Three metabolites have been identified (DTE mono carboxylic acid, DTE dicarboxylic acid and DTE Xanthenone. The primary step of degradation is oxidation of the hydroxy group.

Description of key information

In an OECD 309 study (Fraunhofer 2021) the aerobic mineralisation of dimethyldiphenylether isomer mixture is investigated under aerobic conditions according to the OECD-Guideline 309 using surface water from a natural lake and 14C-labelled test item.


 


The geometric mean DT50 values of dimethyldiphenylether isomers based on SFO kinetics are in the range of 19.2 to 25.2 (based on data of GC-MS analysis), with exception of one isomer, 2,2'-diphenylmethylether.
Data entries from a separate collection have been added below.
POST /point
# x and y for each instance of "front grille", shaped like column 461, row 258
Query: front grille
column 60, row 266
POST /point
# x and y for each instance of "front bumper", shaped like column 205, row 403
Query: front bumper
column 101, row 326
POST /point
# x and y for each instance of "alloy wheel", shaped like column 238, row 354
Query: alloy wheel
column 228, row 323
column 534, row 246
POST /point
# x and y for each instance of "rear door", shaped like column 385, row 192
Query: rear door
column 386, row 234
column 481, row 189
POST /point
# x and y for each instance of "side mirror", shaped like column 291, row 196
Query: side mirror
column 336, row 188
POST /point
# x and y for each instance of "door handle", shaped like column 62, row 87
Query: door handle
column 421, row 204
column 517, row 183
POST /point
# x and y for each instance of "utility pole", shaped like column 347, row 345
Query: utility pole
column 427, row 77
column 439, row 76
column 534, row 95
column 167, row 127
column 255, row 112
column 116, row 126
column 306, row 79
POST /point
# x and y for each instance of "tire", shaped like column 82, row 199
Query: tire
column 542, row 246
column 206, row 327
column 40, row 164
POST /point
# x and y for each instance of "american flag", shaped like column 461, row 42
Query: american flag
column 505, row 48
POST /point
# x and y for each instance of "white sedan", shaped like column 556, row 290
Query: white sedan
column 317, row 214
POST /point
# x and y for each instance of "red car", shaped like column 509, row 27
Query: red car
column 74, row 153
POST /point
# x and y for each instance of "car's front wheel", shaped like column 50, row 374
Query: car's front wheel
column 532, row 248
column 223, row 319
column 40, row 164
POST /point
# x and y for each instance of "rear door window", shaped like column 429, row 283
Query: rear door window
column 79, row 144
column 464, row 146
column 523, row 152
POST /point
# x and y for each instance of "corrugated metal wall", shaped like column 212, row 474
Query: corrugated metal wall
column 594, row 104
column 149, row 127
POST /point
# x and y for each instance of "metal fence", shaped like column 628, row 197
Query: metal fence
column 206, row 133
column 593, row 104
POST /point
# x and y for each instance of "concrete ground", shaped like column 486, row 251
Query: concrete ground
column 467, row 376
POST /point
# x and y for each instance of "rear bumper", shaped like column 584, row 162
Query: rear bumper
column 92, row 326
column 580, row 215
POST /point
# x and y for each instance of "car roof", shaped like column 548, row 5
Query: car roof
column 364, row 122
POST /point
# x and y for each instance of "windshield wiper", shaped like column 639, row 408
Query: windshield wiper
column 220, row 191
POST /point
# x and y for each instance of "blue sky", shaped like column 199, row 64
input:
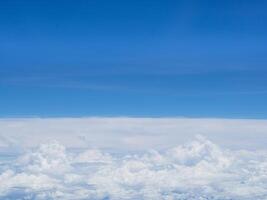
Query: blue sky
column 133, row 58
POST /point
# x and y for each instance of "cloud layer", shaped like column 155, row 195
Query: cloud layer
column 196, row 170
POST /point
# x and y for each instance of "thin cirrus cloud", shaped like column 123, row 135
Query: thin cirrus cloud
column 131, row 133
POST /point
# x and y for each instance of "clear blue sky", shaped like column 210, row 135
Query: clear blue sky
column 133, row 58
The individual DT50 values of isomer 2,2'-dimethyldiphenylether are within 55.1 and 72.1 days, based on GC-MS analysis. The geometric mean value is calculated as 63 days at 12°C.


Three metabolites have been identified (DTE mono carboxylic acid, DTE dicarboxylic acid and DTE Xanthenone. The primary step of degradation is oxidation of the hydroxy group.

Key value for chemical safety assessment

Half-life in freshwater:
63 d
at the temperature of:
12 °C

Additional information

An OECD 309 study monitoring all 6 isomers of DTE was performed based on a final decision of ECHA. The OECD 309 study is considered as the worst case biological system considering biodegradation due to the low concentration of degraders.As one of the DTE isomers (2,2'-DTE) was found to be vP, further testing in a water-sediment system or in soil are not required.